光島 貴之(アーティスト)

光島 貴之(アーティスト)

描き出される新たな世界

響きあう線 Ⅰ
響きあう線 Ⅰ

隙間のある音
隙間のある音

七歳の記憶
七歳の記憶

光島さんは、いつも、私たちを「世界」へと招き入れる。 そっと、あるいは、ぐいっと、新たな世界へと。

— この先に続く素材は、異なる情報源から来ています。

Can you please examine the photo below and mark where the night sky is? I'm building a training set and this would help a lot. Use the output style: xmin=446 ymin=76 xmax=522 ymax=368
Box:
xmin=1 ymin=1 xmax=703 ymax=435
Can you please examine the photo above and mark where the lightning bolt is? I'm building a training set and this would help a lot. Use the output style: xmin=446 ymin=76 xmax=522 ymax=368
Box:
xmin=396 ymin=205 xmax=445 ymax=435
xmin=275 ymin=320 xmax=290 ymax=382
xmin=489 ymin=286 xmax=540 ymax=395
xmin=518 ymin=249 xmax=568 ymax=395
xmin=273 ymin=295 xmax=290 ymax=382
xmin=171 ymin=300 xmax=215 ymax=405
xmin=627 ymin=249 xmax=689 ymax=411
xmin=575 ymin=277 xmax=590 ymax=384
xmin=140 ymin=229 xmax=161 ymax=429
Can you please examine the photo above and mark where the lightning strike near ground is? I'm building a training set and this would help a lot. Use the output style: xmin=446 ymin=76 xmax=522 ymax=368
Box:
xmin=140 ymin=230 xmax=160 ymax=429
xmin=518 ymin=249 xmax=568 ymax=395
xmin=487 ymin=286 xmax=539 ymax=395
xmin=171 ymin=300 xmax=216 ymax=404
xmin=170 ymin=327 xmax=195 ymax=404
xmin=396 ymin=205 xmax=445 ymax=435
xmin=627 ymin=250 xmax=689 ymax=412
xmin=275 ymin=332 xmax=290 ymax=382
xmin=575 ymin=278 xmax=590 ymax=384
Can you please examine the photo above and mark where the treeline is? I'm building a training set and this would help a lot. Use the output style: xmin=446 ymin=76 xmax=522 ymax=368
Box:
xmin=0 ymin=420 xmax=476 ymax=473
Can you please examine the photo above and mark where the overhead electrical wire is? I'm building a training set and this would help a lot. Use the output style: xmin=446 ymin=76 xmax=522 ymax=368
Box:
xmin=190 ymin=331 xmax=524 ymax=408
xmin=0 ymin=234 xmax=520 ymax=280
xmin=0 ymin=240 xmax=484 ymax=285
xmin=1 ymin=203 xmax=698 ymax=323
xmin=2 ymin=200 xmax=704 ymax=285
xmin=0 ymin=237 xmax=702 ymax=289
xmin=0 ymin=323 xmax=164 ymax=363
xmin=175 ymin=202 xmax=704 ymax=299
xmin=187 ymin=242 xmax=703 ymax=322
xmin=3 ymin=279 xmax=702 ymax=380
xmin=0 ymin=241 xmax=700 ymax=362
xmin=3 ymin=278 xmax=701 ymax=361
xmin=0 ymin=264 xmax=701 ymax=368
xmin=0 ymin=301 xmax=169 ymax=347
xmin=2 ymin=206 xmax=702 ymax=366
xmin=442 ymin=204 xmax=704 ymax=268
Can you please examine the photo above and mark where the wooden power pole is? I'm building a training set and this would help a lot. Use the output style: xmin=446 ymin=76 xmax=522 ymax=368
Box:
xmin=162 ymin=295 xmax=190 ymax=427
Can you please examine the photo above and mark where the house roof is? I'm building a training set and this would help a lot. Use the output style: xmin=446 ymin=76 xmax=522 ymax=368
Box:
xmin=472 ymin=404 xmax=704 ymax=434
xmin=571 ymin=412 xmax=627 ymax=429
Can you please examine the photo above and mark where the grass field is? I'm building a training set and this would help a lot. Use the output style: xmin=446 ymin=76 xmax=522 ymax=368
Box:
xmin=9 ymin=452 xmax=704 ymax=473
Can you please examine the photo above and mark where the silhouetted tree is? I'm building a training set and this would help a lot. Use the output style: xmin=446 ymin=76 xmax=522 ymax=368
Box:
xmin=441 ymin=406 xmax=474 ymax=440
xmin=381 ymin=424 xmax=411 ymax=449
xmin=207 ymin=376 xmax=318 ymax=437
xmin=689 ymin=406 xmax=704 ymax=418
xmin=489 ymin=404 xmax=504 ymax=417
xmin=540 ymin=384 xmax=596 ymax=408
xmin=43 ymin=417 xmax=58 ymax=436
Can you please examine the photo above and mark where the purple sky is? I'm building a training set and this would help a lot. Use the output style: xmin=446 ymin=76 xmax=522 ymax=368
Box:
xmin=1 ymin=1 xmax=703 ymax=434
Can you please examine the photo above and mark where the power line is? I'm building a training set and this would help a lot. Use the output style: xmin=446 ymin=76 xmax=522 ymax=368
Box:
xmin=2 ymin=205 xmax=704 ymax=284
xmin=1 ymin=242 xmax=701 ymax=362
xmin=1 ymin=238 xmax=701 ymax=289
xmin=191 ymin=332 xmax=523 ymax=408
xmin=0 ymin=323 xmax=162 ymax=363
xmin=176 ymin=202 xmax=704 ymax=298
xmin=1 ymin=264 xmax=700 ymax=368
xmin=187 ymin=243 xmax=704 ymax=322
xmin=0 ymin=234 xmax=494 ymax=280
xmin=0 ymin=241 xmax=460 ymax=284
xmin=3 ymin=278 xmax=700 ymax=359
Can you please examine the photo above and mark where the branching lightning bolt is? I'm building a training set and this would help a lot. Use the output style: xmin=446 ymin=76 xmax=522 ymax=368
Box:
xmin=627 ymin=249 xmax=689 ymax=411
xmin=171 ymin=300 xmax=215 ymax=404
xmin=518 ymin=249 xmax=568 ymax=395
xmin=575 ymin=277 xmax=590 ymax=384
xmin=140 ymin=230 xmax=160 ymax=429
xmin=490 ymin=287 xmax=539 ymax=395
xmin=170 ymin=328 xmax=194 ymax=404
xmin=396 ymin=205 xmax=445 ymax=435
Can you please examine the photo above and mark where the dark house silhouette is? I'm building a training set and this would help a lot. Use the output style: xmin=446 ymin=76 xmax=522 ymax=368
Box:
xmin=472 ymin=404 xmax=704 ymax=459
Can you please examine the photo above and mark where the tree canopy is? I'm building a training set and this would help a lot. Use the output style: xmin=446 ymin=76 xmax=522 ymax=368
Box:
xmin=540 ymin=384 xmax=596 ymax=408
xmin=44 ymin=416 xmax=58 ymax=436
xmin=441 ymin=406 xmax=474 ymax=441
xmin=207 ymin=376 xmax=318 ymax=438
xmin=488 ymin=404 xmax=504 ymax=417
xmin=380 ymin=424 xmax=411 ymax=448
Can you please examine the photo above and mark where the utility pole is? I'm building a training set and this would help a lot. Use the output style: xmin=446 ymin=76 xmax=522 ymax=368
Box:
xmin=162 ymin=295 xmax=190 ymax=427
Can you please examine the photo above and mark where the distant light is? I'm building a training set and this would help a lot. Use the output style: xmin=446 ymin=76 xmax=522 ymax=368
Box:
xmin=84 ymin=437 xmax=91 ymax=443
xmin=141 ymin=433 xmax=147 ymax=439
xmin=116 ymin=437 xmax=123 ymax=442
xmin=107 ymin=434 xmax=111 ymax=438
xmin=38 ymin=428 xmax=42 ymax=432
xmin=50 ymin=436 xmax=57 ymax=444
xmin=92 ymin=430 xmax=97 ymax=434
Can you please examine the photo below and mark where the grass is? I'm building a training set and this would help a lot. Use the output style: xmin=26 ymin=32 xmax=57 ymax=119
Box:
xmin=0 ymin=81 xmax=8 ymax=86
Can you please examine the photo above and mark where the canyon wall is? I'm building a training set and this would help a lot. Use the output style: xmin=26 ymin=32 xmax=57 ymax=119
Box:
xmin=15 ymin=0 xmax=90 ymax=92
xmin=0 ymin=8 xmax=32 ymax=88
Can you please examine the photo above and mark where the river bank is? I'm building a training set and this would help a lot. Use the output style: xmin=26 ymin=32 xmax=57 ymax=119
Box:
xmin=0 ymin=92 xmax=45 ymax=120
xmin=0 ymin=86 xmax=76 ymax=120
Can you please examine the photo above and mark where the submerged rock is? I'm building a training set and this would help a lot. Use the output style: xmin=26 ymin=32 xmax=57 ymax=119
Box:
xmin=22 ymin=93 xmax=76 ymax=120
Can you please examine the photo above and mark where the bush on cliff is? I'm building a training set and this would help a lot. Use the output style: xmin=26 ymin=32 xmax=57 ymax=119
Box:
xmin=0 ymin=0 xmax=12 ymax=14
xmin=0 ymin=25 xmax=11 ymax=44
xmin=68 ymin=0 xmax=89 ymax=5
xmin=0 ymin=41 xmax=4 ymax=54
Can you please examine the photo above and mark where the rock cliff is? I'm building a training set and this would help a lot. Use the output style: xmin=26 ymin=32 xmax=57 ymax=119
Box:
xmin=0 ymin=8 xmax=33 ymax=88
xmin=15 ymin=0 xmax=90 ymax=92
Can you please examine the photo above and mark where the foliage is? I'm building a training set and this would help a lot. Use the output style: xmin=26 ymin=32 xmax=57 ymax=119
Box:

彼は主に製図用のラインテープとカッティングシートを用いて平面作品を制作する。
線と面で構成された画面はシンプルかつ大胆だ。
アクリル板に、スケッチブックに、ときに窓に、壁に、線は伸び、形は踊る。

モチーフは、彼が日々の生活で出会っているであろうもの。たとえば、「ほっぺた」、「缶コーヒーを飲む」、「むかしの木・いまの木」。

そして、音。
「響きあう線」、「隙間のある音」、「つまびく」。
それから、記憶。
「7歳の記憶」、「記憶の断面に触る」、「窓の記憶」。
「わがままな記憶を形にしてさかのぼる」なんていうものもあった。

そんな魅力的なタイトルのもと、彼の生活が、味わっている世界がそこに表される。
たとえば、「指先で街を歩く──京都からギャラリイK(東京・銀座)まで」には、彼が足で、指で、耳で、味わった街が息づいている。
私はエスカレーターや階段や交差点を目にし、驚き、頷く。
それらは、私が知っているそれらと同じであり、同時に、少し異なってもいる。
それにはむろん、彼が全盲であるということも大きく関与しているだろう。
世界を知覚するその方法が、もしかしたら、晴眼者と少し異なるのかもしれないとも思う。
けれども、同じだとも思う。異なる身体を持っているとしても、この世界に生きている、という意味では、彼も私も同じである、と。
私たちはこの世界でいろいろなことに出会い、惹かれ、ときに惑わされ、迷い、そうやって生きていく。
ぐるぐると画面いっぱいにひろがる渦巻きや幾重にも重ねられた線は、その記録のように思える。

光島さんは、公開制作も多く行っている。
全盲の彼は、作品の大きさによっては全体像が掴みづらいと言う。
そのため、サポーターと、観客と、ときに言葉で、ときに絵で、対話し、描き進めていく。
対話は、いまここに、新たな世界を作り出す。
それは、彼だけの世界でもなく、私だけの世界でもない。
それらが交差したところに現れる、新たな世界なのだと思う。

(井尻貴子/財団法人たんぽぽの家)

光島 貴之(みつしま たかゆき)
光島 貴之1954年生まれ。京都府在住。
美術家・鍼灸師。 10歳の頃に失明する。80年大谷大学哲学科卒業。92年から粘土による造形活動を始め、95年よりレトラライン(製図用テープ)とカッティングシートを用いる独自のスタイルで「触る絵画」の制作を始める。以後、埼玉県立美術館やサンディエゴ美術館など国内外での展覧会・個展、ワークショップ講師など多数行っている。2010年7月「視力0.01」展(大東市立生涯学習センターアクロス)出展。10月からは「いま、バリアとはなにか」アートプロジェクト成果展示(せんだいメディアテーク)に参加予定。
ウェブサイト「光島ギャラリー 触覚で世界を描きだす
ブログ「窓を少し開けて」(近況は、ブログでご確認ください)


「光島ギャラリー 触覚で世界を描き出す」より

10歳までの風景は、自分を中心に半径1メートルだった。
それ以後、太陽の光はまぶしそうな暖かさだけになった。
インバーターではない蛍光灯が付くときは、パチパチという音がする。
朝は、匂いと賑わいでやってくる。
携帯でしゃべりながら街を歩く女たち、男たち。
彼らは、僕にとって透明人間ではなくなる。

触ることでもののかたちが分かる。
聞くことで、街の広がりが分かる。

視線によって何かを表現することはできないが、
触ることで人の気持ちを楽にしたり、体を軽くすることができる。

触覚と音、対物知覚(天井の低いところに入ると圧迫感を感じたりする感覚)による
風景を持つようになって、もう40年以上になる。
触覚による時空間認識のおもしろさを少しでも味わってほしい。